I’ve taken a closer look at the post-World War II numbers because of the marked decline in the rate of growth since the end of the war:

Real GDP 1947q1-2016q2

Here’s the revised result (with cosmetic changes in terminology):

Yg = 0.0275 -0.347F + 0.0769A – 0.000327R – 0.135P

Where,

Yg = real rate of GDP growth in a 10-year span (annualized)

F = fraction of GDP spent by governments at all levels during the preceding 10 years

A = the constant-dollar value of private nonresidential assets (business assets) as a fraction of GDP, averaged over the preceding 10 years

R = average number of Federal Register pages, in thousands, for the preceding 10-year period

P = growth in the CPI-U during the preceding 10 years (annualized).

The r-squared of the equation is 0.73 and the F-value is 2.00E-12. The p-values of the intercept and coefficients are 0.099, 1.75E-07, 1.96E-08, 8.24E-05, and 0.0096. The standard error of the estimate is 0.0051, that is, about half a percentage point. (Except for the p-value on the coefficient, the other statistics are improved from the previous version, which omitted CPI).

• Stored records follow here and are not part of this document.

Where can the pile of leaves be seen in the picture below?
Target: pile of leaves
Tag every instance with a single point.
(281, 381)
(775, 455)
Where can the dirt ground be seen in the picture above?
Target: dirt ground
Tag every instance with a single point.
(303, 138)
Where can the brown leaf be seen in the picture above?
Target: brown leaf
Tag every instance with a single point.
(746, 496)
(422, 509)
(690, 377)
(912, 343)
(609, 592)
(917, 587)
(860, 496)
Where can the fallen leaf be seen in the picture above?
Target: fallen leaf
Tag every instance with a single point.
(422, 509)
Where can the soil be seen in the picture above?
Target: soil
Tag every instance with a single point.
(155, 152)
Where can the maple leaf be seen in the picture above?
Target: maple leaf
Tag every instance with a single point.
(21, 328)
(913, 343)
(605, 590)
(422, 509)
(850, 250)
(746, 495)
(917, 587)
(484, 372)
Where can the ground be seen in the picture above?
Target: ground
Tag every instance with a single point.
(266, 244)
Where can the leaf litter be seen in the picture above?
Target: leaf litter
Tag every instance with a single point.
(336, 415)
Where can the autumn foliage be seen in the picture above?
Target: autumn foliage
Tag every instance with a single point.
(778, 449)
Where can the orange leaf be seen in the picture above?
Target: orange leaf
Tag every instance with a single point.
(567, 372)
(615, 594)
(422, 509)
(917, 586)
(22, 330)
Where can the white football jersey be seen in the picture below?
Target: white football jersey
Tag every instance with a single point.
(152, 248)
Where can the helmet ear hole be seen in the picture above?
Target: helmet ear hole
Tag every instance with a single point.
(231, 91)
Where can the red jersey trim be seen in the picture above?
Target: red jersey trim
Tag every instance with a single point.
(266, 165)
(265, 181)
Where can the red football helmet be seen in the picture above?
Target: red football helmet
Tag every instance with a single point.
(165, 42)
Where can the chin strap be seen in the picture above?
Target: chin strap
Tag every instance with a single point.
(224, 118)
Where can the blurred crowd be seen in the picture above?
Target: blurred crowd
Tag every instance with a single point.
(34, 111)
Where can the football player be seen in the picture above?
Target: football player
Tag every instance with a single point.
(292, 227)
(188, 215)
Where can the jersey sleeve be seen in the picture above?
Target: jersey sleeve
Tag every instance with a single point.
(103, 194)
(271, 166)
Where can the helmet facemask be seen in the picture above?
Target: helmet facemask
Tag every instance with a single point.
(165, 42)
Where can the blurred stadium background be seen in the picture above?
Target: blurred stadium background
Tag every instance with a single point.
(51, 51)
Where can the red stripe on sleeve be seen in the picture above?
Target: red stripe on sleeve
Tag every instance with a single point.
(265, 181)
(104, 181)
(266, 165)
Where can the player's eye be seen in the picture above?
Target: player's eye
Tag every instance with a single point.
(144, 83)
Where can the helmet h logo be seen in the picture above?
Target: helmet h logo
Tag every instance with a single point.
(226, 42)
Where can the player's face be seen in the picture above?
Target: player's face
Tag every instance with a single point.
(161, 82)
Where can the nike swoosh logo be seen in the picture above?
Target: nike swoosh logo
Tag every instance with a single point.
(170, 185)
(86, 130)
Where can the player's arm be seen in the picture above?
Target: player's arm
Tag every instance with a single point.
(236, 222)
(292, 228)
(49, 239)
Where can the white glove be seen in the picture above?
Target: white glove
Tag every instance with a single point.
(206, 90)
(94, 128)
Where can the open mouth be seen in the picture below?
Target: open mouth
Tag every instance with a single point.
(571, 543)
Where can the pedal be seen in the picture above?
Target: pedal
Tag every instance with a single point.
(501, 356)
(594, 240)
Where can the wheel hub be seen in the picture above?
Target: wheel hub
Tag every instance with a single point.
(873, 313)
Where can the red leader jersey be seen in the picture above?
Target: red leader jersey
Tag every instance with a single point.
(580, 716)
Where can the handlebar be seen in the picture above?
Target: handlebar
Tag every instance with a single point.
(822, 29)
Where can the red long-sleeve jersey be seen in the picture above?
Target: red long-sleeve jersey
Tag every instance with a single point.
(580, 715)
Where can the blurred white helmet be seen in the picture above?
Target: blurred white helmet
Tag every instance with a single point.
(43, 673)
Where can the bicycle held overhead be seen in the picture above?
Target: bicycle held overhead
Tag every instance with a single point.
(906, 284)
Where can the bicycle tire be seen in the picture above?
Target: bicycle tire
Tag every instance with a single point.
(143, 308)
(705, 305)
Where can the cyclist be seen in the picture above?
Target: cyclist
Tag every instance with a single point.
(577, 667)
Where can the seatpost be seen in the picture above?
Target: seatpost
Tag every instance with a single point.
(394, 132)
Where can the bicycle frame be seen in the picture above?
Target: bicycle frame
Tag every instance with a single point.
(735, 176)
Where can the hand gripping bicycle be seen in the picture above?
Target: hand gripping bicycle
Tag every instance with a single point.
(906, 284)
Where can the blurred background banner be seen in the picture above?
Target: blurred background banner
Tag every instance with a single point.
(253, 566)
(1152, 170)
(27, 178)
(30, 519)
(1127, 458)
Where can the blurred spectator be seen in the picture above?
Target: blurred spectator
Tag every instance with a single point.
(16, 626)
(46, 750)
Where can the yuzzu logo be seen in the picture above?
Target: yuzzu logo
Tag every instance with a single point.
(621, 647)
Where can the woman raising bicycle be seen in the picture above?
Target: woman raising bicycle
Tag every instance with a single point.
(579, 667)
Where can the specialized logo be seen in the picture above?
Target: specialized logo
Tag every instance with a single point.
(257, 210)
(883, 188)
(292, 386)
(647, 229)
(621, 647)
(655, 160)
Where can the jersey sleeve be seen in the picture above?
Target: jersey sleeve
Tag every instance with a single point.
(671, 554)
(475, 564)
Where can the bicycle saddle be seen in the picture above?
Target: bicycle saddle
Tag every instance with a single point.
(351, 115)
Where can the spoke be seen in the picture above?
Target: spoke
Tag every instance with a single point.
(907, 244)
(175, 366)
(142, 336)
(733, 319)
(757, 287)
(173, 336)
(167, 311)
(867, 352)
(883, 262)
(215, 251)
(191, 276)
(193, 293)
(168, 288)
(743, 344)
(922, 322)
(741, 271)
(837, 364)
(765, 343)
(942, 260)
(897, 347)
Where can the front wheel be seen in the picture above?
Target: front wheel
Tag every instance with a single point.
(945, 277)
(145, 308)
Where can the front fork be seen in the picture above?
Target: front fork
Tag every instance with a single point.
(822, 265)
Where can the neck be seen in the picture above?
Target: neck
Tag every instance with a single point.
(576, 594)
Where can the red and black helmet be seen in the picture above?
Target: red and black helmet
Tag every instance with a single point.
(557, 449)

Here’s how the equations with and without P stack up against actual changes in 10-year rates of real GDP growth:

rahn-curve-model-actual-vs-estimates-with-and-without-p

The equation with P captures the “bump” in 2000, and is generally (though not always) closer to the mark than the equation without P.

What does the new equation portend for the next 10 years? Based on the values of F, A, R, and P for the most recent 10-year period (2006-2015), the real rate of growth for the next 10 years will be about 1.9 percent. (It was 1.4 percent for the version of the equation without P.) The earlier equation (discussed above) yields an estimate of 2.9 percent. The new equation wins the reality test, as you can tell by the blue line in the second graph above.

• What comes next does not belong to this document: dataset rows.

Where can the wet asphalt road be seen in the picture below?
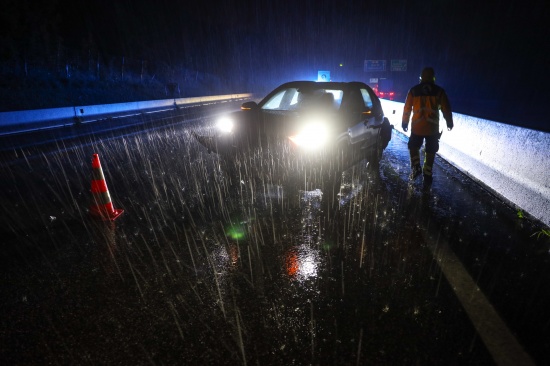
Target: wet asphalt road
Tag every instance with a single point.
(205, 269)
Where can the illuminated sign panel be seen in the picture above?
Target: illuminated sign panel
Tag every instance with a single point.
(375, 65)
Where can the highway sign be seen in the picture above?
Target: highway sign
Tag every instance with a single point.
(375, 65)
(323, 75)
(398, 65)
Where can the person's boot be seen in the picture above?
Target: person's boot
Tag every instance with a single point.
(416, 169)
(429, 159)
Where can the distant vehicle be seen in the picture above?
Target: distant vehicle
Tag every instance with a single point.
(385, 89)
(303, 127)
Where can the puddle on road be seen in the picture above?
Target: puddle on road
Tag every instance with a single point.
(202, 268)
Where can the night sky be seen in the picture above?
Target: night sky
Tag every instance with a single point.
(492, 55)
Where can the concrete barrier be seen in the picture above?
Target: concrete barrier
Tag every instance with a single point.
(513, 161)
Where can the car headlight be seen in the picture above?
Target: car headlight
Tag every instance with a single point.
(312, 136)
(225, 125)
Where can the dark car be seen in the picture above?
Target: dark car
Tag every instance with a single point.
(307, 130)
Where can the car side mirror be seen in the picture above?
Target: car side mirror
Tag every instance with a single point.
(248, 106)
(367, 112)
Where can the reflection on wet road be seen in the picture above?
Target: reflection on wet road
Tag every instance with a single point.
(203, 268)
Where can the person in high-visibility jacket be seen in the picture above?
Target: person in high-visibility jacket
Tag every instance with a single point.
(425, 100)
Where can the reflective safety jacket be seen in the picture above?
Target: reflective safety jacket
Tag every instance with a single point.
(425, 100)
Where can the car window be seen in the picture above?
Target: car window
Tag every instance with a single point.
(337, 97)
(366, 98)
(285, 99)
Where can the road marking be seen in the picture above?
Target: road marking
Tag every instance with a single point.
(498, 339)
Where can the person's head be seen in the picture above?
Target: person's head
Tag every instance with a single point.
(427, 75)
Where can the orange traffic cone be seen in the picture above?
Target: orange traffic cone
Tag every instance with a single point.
(101, 207)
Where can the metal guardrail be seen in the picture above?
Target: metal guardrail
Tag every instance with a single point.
(21, 121)
(513, 161)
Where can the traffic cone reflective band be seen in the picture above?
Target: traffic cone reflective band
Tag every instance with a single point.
(101, 207)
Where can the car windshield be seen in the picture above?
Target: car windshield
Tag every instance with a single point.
(292, 99)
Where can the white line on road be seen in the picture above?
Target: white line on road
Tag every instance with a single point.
(498, 339)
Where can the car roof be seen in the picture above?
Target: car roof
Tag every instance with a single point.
(323, 84)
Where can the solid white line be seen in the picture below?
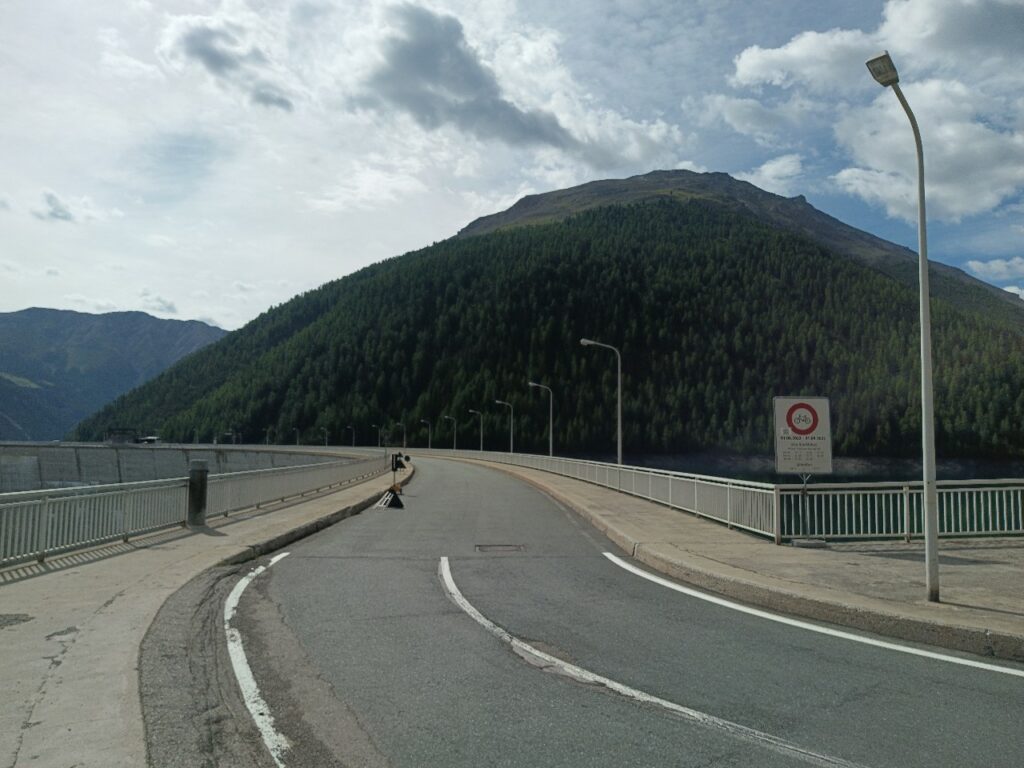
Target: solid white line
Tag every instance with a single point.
(807, 625)
(275, 741)
(552, 664)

In fact the year-over-year rates of real growth for the past four quarters (2015Q3 through 2016Q2) are 2.2 percent, 1.9 percent, 1.6 percent, and 1.3 percent. So an estimate of 1.9 percent for the next 10 years may be optimistic.

And it probably is. If F were to rise from 0.382 (the average for 2006-2015) to 0.438, the rate of real growth would fall to zero, even if A, R, and P were to remain at their 2006-2015 levels. (And R is much more likely to rise than to fall.) It’s easy to imagine F hitting 0.438 with a Democrat president and Democrat-controlled Congress mandating “free” college educations, universal “free” health care, and who knows what else.